How can we account for this political color blindness? Why is it that everything red comes out looking peachy? As Ms. Applebaum points out in her essay, it is well known that Stalin killed at least twice as many people as Hitler. Why then are not Stalin’s “ideals”—the “beautiful” ideals of Communism—as thoroughly discredited as the “ideals” of Nazism? Part of the reason, Ms. Applebaum suggests, lies in “a deep desire to protect the legacy of the Western Left,” whose intellectual sources and guiding rhetoric are consonant with those of Soviet Communism: “To condemn the Soviet Union too thoroughly would be to condemn a part of what the Western Left held dear.”

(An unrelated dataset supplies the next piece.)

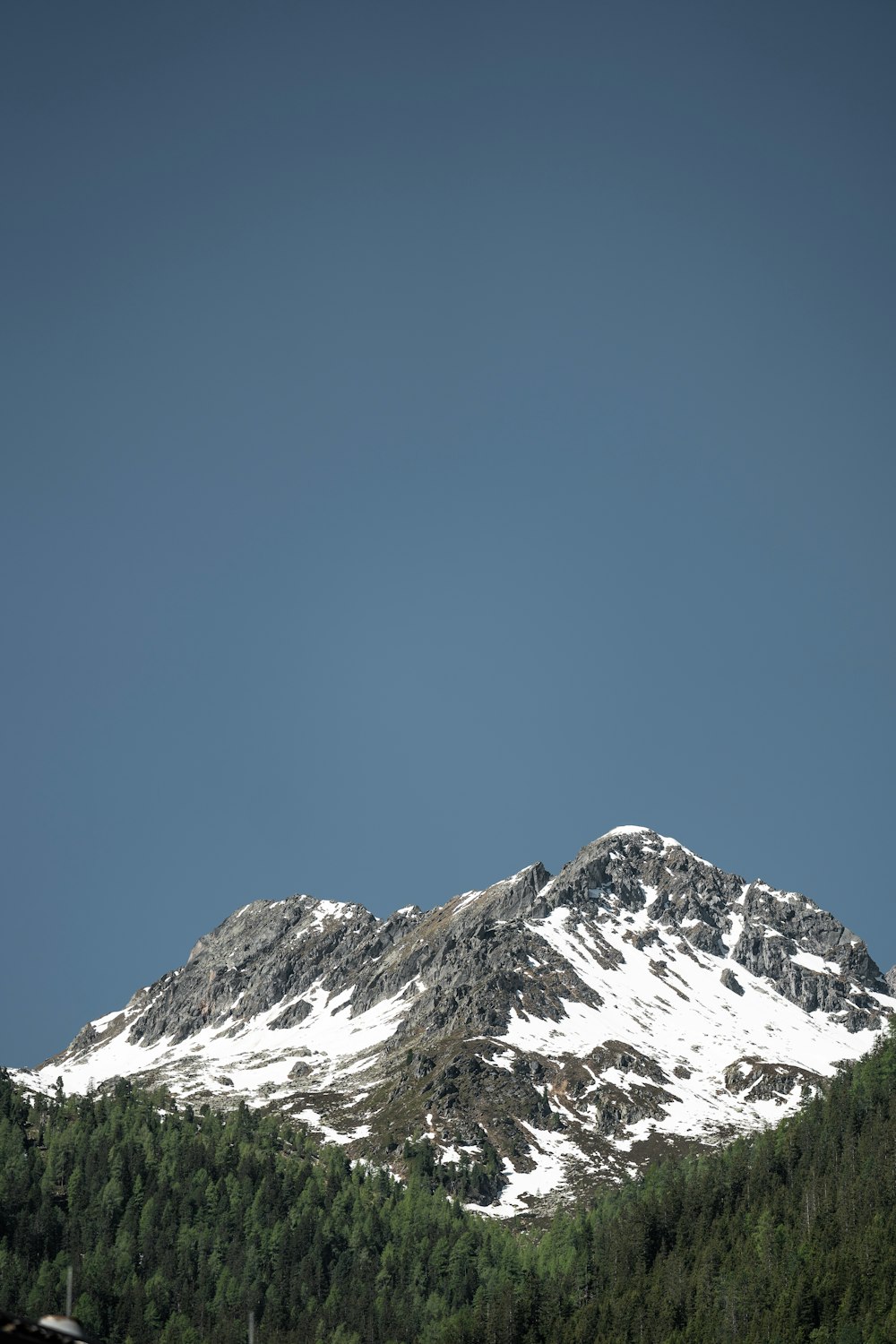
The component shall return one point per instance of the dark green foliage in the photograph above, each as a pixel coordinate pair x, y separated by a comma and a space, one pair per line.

Among much else, Ms. Applebaum’s important essay makes it clear that until we are prepared to strip Communism of its façade of virtue and regard it, along with National Socialism, as one of “the great ills of our century,” we will be condemned to misunderstand not only the history of Communist regimes but also our own recent history, especially as regards our role in the Cold War. Coming to terms with the truth means not simply rejecting Stalinism, but understanding that what Tina Rosenberg—like so many other Western intellectuals—regards as the “beautiful” ideals of Communism are themselves irredeemably corrupt. It means understanding that the rhetoric of idealism is often a cloak for tyranny. It means, finally, dispensing with the the rose-colored spectacles that endow every impulse toward socialism with the patina of virtue.